Reel-to-Reel Technology

Sound systems varied in quality from rink to rink. There was not a consistent playback system, and so the sound of the music recording depended on the equipment. The music needed to have the right tempo or the skater’s routine would be either too fast or too slow. Reel-to-reel recordings of the custom-pressed records were therefore sped up or slowed down manually to compensate for the inconsistency.

In the 1950s, Canadian music technician Wilf Langevin began his career playing music for skaters and announcing at Toronto’s Lakeshore Skating Club. He explained:

The era of records created a problem because record players did not necessarily play the same time for the program that the skaters were practising to [on reel-to-reel]. 

Wilf Langevin

In that case Langevin would have to slow down or speed up the record to reach the proper timing. The right time for the program was accomplished because most of the record players that were used allowed you to change the speed.

Langevin went on to become an announcer and music co-ordinator at not only Canadian championships but international ones as well, working on the international circuit from 1966 to 1999.

A black and white photo of a suited man holding a microphone looking at the camera, shot from the waist up.
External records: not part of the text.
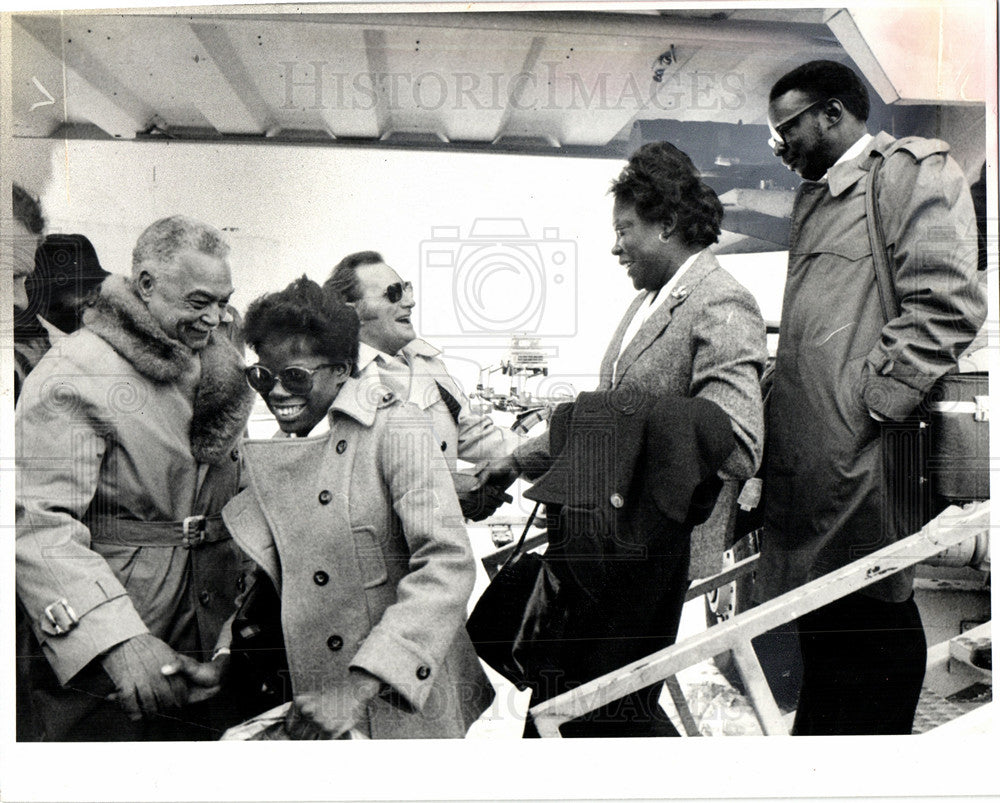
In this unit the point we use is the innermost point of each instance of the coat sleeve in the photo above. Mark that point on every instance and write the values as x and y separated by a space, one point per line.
729 349
479 439
930 231
60 454
407 647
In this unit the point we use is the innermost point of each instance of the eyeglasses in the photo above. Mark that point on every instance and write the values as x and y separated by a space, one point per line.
295 379
780 130
394 292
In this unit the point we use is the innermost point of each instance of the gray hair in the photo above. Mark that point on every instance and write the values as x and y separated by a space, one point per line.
165 238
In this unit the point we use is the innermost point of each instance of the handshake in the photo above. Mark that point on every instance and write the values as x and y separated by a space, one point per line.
481 493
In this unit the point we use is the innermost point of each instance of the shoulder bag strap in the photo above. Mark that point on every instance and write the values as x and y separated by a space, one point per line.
880 257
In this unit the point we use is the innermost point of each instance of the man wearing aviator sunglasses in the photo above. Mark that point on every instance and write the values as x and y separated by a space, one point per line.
841 369
392 355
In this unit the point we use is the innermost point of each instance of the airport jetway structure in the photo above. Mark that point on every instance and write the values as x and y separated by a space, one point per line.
575 83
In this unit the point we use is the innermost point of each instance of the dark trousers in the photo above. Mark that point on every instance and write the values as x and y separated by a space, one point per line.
637 714
863 665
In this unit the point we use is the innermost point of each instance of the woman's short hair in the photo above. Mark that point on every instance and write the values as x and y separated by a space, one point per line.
820 80
665 187
302 311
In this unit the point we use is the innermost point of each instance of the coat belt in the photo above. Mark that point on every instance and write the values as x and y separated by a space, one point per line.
190 532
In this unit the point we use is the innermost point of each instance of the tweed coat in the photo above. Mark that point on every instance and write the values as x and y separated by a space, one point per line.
361 533
706 340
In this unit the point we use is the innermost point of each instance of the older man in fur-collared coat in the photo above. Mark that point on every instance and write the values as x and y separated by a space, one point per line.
126 453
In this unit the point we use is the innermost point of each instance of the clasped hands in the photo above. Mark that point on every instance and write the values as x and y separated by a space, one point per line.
482 493
150 677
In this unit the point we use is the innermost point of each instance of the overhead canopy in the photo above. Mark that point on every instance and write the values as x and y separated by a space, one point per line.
576 83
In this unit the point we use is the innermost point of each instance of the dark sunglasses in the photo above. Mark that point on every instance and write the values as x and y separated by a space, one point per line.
295 379
394 292
780 130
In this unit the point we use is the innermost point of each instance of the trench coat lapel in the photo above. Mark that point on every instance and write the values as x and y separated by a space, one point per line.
655 325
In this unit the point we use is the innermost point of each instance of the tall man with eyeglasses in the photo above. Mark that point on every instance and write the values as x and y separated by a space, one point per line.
126 454
843 372
391 355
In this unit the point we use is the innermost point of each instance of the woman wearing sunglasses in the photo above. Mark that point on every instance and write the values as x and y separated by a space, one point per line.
351 513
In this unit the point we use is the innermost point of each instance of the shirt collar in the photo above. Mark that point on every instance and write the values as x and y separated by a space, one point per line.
671 283
415 348
847 169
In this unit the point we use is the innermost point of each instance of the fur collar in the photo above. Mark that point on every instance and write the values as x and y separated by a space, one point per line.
223 399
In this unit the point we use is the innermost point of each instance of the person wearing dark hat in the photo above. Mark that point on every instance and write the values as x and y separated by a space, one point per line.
31 339
67 278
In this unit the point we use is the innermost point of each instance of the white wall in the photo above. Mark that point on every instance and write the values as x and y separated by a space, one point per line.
289 210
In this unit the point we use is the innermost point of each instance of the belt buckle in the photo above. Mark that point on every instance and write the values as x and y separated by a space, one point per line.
62 616
191 539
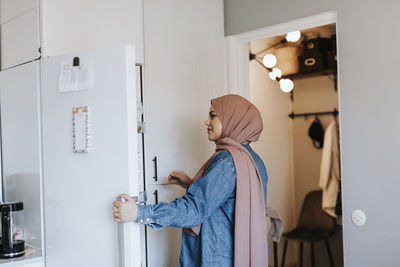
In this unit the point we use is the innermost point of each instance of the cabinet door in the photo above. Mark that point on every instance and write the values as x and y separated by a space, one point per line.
20 39
163 246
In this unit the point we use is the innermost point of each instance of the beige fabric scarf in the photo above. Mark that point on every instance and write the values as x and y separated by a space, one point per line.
242 124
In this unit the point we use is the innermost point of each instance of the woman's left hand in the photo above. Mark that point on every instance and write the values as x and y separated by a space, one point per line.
125 211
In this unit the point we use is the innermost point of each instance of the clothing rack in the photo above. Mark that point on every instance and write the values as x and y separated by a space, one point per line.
335 112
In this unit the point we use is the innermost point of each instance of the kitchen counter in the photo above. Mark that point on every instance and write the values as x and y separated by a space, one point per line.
32 258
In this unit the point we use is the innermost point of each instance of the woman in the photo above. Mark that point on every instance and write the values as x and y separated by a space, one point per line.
223 212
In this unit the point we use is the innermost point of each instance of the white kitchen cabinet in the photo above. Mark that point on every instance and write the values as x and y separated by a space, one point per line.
20 38
76 25
10 9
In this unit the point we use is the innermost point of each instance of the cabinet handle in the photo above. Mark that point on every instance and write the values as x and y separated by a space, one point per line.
155 177
156 196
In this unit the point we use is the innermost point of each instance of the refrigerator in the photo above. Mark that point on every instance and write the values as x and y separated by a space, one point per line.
92 152
74 136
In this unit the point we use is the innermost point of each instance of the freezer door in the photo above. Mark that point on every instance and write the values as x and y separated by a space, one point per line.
88 165
20 139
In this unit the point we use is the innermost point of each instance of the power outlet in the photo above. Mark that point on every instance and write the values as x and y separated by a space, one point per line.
358 217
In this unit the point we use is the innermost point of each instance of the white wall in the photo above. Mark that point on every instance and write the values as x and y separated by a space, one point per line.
275 144
75 25
20 40
368 84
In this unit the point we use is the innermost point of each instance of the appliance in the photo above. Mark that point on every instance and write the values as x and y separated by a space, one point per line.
81 113
90 156
12 230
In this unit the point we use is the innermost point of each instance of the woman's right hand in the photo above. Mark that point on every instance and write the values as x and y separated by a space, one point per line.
179 178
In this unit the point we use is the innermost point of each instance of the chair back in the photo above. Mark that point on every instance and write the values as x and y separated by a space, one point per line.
313 217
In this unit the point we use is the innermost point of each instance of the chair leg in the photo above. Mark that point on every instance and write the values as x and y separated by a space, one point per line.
312 254
275 254
301 253
329 252
284 253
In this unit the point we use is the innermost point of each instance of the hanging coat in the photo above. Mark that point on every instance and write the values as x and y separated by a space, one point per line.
330 169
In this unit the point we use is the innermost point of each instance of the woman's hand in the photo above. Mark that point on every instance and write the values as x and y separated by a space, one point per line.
179 178
125 211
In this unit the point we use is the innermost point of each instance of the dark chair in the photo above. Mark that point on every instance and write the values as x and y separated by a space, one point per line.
313 225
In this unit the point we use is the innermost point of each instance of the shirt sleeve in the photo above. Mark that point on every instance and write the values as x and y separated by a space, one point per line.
203 197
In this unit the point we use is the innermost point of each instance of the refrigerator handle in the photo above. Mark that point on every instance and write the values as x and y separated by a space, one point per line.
155 177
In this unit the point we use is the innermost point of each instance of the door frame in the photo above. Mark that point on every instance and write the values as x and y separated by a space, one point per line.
237 60
237 49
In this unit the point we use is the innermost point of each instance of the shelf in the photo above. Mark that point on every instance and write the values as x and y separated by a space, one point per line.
311 74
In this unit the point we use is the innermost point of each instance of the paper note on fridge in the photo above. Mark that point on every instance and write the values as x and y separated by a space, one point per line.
75 77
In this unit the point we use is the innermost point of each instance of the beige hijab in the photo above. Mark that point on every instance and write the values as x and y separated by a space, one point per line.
242 124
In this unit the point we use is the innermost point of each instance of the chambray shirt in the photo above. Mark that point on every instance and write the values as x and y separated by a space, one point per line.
210 201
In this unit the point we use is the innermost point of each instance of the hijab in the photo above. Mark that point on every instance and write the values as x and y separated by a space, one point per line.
242 124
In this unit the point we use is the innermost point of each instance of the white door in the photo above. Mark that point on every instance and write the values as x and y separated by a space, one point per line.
184 69
79 188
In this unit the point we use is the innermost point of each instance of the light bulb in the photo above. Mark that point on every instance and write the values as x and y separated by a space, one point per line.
276 73
286 85
269 60
293 36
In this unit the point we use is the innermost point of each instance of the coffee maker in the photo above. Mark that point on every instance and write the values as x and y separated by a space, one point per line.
12 242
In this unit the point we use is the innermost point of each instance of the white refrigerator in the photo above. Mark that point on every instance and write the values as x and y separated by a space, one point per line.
90 155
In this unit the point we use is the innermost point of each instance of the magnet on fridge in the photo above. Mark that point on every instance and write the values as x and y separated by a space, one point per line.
80 129
75 76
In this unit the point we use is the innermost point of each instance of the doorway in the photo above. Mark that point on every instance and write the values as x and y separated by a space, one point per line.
292 158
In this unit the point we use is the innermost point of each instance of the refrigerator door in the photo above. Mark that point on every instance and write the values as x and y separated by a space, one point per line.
20 139
80 184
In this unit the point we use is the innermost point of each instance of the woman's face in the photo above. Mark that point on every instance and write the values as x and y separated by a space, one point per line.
214 126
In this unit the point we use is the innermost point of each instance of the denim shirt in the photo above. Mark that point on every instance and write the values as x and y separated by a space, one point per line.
210 201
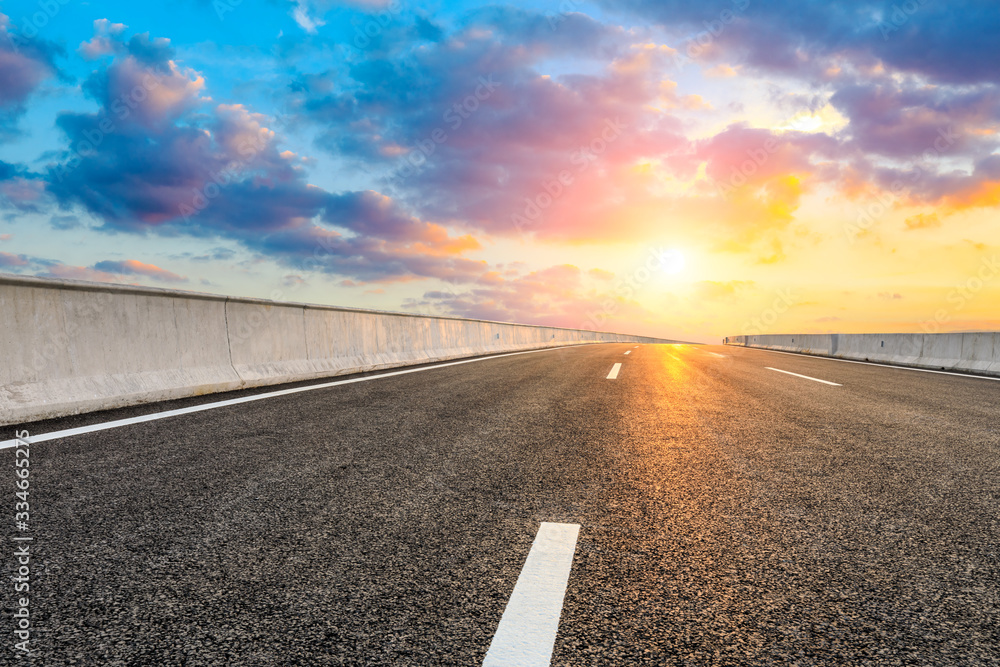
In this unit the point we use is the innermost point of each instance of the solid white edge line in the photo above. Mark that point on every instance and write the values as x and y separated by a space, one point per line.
7 444
804 377
871 363
527 631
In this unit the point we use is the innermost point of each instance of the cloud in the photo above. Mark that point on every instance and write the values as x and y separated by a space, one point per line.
109 271
103 42
560 296
167 164
133 267
728 291
301 15
947 43
922 221
467 130
24 64
9 261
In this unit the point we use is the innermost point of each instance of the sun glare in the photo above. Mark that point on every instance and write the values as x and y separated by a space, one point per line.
672 261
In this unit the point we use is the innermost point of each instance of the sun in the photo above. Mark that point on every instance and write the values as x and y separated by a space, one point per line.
672 261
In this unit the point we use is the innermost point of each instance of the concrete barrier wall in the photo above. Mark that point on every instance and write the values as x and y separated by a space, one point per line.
68 347
964 352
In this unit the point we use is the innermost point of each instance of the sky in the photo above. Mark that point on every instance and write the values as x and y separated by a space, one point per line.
687 170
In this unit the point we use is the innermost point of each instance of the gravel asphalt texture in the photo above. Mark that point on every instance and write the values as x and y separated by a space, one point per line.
730 515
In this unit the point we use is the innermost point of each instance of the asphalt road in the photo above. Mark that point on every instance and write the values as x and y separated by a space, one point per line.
729 515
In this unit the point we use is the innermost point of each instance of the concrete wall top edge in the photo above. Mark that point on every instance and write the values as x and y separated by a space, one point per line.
116 288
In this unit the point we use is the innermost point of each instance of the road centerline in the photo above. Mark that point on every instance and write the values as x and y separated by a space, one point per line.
804 377
527 631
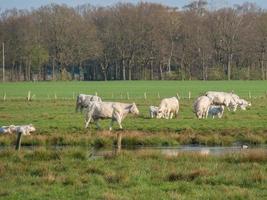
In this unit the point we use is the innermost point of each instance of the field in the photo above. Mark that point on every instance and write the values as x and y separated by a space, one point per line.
52 112
46 171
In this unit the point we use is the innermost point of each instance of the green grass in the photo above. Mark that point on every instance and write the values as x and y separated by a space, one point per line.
45 172
57 123
71 173
136 89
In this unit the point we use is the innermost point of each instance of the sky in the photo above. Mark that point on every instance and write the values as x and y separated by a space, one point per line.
28 4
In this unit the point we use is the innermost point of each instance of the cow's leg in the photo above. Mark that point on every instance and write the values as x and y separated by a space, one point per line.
119 119
97 124
87 121
171 115
111 124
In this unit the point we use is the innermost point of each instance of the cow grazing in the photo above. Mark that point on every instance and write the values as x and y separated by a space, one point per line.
6 129
201 107
244 104
216 111
83 101
113 110
230 100
153 111
168 107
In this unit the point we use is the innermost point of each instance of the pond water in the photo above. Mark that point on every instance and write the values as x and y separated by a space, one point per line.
95 153
174 151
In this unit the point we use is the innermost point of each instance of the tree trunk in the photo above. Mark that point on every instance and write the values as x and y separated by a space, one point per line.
262 66
151 70
229 62
170 58
53 69
123 70
248 72
160 72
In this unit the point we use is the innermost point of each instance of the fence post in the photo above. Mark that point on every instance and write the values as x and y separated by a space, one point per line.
29 96
18 142
178 97
119 137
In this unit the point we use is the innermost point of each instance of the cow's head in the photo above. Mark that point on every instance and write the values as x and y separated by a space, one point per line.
134 109
31 128
161 113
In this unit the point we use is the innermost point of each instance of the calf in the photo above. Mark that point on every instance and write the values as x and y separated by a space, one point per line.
153 111
216 111
201 107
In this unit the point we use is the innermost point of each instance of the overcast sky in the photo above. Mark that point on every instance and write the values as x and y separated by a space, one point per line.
28 4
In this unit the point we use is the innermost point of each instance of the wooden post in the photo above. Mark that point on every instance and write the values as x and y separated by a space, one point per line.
29 96
18 142
3 62
119 137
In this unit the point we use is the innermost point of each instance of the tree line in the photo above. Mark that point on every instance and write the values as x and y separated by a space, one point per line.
126 41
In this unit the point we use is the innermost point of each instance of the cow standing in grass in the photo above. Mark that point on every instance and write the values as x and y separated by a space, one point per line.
168 108
230 100
109 110
153 111
201 107
216 111
83 100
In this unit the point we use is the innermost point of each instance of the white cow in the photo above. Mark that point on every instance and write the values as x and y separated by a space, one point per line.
153 111
83 101
201 107
244 104
168 107
6 129
230 100
114 110
216 111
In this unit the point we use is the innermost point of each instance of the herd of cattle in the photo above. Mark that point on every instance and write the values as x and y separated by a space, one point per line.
210 104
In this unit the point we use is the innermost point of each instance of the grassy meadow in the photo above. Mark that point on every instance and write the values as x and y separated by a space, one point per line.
53 105
69 171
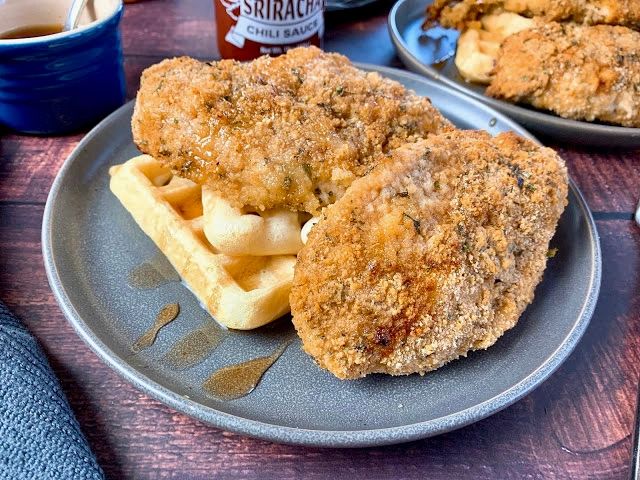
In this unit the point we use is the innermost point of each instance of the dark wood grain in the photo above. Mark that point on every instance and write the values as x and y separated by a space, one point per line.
576 425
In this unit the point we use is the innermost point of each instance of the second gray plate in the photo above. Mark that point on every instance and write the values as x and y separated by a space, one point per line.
91 243
422 52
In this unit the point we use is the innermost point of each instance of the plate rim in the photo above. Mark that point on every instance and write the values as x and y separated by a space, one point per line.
549 121
300 436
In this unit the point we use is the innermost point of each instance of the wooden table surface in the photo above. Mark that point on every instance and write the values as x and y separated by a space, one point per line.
576 425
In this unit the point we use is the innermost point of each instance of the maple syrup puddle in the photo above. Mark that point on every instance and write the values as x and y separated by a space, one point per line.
195 346
165 316
235 381
153 273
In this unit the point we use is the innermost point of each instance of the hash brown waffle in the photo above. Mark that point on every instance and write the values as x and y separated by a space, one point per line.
240 292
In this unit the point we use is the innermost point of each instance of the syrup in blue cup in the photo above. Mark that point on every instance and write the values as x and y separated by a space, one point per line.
63 82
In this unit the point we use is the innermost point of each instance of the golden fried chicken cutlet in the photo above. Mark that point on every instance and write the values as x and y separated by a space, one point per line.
292 131
579 72
459 13
431 255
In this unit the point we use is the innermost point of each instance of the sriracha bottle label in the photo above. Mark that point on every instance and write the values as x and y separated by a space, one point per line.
247 29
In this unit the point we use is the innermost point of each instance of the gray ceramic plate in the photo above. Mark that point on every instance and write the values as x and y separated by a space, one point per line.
91 243
423 53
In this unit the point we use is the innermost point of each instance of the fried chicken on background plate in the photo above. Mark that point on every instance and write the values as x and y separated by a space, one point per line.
578 72
458 13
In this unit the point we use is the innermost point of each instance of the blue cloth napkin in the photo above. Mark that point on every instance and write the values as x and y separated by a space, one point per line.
39 436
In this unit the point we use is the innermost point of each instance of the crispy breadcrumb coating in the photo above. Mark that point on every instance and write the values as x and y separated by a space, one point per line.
458 13
431 255
583 73
292 131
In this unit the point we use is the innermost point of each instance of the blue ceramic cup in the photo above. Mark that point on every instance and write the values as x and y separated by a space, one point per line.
63 82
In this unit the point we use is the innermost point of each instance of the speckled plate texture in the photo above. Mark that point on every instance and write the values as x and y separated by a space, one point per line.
420 54
91 243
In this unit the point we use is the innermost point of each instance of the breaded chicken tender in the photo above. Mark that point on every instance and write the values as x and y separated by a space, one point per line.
459 13
431 255
583 73
292 131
Wilf Langevin with microphone announcing to the audience. © Skate Canada

Music Choices

Singles skaters and pairs teams selected music for their competitive routines. Skating-program music compilations consisted of different pieces of classical music spliced together. The tempo at the beginning and end was usually faster-paced, and the mid-section was slower and smoother. The changes showcased different skating elements within the performance. The compilations were recorded and spliced together on reel-to-reel tape recorders and then pressed into a record. The resulting shellac records were fragile. Skaters had multiple copies made in case any broke or were scratched, and carried them to competitions in special music boxes.

Skaters used more experimental music for their show programs at carnivals and exhibitions. They explored the dramatic possibilities of Broadway show tunes and instrumental film music. 

Ice dancing was different. The music was standardized so all skaters performed to the same tune and tempo. Traditional ballroom-dance music selections were played on the organ, and Canadian dancers generally hired Doug Walker, an English organist, to record the standard tunes for each dance. After recording the skating music on reel-to-reel, Walker created a record for the skaters to use at the rink. 

For very special occasions, orchestras played live music. For the 1950 World Championships in London, England, all skating competitors submitted their skating-program music records in advance of the competition. A symphony orchestra scored the music and played each competitor’s program live at the competition.

By the 1960s, the organ music was coming to an end for the dance category, and less fragile vinyl records were introduced.